A good rolling pin is another tool that our experts agree on. Baking expert Erin Jeanne McDowell, author of The Book on Pie (due November 2020), calls it “the ultimate essential tool.” And though she prefers a “French-style, handleless pins with slightly tapered edges,” she says she believes “that hand tools are a personal preference — whatever makes you feel most comfortable is what you should use when it comes to rolling!” Both Paradez and British pastry chef Calum Franklin, who has earned the reputation as London’s “King of Pies” and is the author of The Pie Room (due October 27), agree that it should be on the heavier side. “A heavy pin will help you roll more evenly, as it does a lot of the work for you,” says Franklin.
If you’re just starting out in the pie-baking game, you don’t necessarily want to start baking with a ceramic pie dish, the go-to of experienced bakers. “While glass is my least favorite material, I do like to recommend it for beginners,” says McDowell. “Pies typically need to bake longer than home bakers think, so being able to see through the pan is a good way to start to get that bottom-crust muscle memory.” If you’re more advanced, a ceramic or metal pie plate is the way to go. “I love ceramic for its ability to get the bottom crust nice and crisp,” she says. “And I love metal for its nonstick ability.”

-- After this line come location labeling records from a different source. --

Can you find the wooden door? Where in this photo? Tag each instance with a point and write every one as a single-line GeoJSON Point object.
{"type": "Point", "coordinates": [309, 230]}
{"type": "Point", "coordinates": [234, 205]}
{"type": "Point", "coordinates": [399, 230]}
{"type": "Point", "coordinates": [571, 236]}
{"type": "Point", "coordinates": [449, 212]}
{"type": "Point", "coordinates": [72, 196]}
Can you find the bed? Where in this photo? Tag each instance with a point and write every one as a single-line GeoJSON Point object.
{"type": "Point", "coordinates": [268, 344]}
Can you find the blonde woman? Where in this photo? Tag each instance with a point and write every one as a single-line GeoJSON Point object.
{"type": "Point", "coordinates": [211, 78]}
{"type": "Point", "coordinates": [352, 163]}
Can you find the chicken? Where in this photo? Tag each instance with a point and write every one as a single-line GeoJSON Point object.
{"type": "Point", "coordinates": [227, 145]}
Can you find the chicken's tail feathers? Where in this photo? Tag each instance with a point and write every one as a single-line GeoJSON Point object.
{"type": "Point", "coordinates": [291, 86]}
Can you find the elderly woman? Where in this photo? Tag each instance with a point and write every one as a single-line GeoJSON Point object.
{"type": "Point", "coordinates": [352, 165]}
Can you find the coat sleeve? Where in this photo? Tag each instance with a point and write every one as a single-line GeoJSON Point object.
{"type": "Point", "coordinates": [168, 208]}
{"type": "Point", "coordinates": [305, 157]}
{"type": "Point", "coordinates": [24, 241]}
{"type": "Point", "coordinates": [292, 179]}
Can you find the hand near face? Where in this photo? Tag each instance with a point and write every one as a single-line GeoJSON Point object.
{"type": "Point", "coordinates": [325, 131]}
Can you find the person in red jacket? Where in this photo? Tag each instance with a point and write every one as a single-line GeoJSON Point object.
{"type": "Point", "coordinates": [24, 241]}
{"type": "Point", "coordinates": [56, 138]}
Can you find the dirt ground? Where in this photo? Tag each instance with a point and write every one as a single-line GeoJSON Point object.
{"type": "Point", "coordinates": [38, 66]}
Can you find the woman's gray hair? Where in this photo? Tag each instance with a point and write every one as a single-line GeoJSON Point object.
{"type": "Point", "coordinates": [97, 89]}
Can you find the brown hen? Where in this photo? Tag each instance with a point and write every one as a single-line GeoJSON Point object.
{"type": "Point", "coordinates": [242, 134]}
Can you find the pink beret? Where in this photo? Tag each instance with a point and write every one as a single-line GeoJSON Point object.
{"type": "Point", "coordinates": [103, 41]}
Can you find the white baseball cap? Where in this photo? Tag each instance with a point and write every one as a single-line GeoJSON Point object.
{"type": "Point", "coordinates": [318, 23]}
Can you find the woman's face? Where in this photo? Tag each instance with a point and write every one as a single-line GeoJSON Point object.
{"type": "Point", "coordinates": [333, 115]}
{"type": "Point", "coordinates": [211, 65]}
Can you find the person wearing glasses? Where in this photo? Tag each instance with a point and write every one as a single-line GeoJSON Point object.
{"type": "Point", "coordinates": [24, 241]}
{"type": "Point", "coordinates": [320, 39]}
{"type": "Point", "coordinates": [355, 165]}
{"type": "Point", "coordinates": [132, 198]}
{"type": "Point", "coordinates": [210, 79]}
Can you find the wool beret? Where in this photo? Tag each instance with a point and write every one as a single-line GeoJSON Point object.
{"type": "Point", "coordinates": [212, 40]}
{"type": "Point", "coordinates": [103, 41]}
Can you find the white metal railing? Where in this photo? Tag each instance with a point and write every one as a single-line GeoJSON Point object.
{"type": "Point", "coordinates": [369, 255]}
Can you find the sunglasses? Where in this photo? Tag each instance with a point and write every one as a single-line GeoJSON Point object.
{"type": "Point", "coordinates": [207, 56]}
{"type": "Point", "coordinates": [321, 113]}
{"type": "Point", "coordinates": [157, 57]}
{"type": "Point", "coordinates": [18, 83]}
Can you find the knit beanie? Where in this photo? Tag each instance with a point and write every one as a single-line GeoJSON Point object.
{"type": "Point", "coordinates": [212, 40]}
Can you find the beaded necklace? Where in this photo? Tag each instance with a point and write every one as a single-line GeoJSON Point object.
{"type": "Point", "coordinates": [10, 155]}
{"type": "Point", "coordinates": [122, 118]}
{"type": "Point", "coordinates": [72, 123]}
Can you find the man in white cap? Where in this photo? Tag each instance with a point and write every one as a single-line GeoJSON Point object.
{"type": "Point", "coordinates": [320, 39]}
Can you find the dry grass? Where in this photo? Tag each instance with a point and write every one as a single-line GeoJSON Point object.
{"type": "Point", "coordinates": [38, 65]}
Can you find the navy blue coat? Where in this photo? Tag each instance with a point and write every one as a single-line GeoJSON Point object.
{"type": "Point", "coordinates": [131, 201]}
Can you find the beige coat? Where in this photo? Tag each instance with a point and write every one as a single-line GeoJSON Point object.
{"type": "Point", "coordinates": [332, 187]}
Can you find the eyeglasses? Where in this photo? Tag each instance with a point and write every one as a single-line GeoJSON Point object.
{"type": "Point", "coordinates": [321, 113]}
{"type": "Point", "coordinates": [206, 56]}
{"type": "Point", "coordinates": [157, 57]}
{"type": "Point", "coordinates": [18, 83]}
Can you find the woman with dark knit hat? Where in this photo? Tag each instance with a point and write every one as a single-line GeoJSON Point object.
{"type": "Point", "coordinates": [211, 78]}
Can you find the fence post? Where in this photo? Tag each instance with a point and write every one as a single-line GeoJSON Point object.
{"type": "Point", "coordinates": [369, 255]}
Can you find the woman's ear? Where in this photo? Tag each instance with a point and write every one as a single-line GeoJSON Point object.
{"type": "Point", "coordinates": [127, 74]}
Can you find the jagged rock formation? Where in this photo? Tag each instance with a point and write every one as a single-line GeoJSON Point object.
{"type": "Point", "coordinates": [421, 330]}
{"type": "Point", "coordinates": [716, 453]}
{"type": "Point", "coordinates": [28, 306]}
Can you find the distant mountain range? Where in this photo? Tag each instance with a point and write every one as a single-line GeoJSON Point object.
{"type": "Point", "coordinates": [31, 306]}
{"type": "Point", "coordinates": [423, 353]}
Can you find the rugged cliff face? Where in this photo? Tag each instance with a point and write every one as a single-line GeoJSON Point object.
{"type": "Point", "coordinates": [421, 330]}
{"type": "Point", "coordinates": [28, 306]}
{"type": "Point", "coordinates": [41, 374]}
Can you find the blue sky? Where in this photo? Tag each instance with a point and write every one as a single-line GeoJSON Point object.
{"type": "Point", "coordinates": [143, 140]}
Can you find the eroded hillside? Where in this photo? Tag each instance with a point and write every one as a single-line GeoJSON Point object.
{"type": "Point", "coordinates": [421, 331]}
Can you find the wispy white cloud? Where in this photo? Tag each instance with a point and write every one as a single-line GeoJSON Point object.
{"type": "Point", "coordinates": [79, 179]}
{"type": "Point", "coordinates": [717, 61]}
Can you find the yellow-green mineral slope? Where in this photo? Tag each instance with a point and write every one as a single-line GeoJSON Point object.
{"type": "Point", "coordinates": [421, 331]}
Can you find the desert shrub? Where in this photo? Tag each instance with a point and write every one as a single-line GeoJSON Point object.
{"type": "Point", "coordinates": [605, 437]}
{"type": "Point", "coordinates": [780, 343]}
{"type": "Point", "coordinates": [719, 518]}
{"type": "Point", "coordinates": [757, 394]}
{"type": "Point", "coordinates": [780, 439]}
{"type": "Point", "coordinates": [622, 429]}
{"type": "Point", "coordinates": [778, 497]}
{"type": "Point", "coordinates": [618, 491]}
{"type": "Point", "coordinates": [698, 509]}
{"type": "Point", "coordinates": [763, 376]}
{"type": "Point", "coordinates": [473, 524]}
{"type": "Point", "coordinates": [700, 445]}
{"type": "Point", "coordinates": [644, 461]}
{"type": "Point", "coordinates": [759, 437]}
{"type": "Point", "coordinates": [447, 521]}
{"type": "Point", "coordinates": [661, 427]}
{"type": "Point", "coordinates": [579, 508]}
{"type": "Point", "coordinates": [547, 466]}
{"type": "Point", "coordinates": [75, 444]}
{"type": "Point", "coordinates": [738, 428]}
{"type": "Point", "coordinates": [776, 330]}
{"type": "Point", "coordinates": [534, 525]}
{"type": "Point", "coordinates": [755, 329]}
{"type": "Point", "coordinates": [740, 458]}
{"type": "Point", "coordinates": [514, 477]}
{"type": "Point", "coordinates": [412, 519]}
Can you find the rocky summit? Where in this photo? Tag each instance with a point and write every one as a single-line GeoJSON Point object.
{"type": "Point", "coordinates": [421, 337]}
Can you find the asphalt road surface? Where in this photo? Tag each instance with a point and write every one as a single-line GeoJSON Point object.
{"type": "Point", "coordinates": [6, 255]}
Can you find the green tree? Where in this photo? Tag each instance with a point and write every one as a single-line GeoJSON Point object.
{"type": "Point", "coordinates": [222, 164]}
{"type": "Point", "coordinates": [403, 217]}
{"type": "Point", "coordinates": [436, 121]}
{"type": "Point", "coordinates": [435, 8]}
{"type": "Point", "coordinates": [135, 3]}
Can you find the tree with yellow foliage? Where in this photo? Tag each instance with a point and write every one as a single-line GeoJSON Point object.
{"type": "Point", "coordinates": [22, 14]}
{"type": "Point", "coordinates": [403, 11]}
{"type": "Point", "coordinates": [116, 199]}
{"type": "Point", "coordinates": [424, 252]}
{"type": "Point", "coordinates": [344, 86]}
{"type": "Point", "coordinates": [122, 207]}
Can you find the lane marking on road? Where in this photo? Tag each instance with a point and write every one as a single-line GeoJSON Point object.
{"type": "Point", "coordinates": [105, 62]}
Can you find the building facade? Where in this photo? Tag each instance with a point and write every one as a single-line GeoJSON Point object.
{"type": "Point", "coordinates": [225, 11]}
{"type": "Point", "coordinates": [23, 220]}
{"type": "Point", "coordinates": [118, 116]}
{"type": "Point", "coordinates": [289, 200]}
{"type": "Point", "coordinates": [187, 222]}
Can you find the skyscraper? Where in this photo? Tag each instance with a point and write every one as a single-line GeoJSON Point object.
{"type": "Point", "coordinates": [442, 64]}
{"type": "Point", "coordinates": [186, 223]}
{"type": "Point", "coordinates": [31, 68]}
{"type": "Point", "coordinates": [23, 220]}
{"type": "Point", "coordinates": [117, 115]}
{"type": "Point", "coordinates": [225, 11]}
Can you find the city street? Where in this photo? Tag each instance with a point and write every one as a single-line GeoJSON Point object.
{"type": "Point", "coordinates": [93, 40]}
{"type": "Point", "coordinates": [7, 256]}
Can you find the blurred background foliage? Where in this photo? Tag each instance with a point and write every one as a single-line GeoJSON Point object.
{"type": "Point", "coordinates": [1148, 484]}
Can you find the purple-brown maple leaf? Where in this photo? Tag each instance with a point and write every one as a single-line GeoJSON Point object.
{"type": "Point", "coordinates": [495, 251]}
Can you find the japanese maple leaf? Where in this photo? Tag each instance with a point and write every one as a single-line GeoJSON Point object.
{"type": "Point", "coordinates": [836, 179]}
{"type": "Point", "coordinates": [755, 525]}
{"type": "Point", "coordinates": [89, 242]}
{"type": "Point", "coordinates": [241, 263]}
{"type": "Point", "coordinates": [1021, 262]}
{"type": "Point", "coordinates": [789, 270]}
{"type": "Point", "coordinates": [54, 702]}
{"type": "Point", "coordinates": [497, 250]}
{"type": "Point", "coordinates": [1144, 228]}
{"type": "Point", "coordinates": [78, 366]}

As we learned in our guide to the most ingenious kitchen tools, bench scrapers are one of the best multiuse tools you can have in a kitchen. That goes doubly so for pie-making. “It’s one of my most used baking tools, and I use it constantly when making pie,” says McDowell. “I use its blade to cut butter into cubes or portion pie dough after mixing, and I especially love it for scraping my work surface clean when I’m all done.”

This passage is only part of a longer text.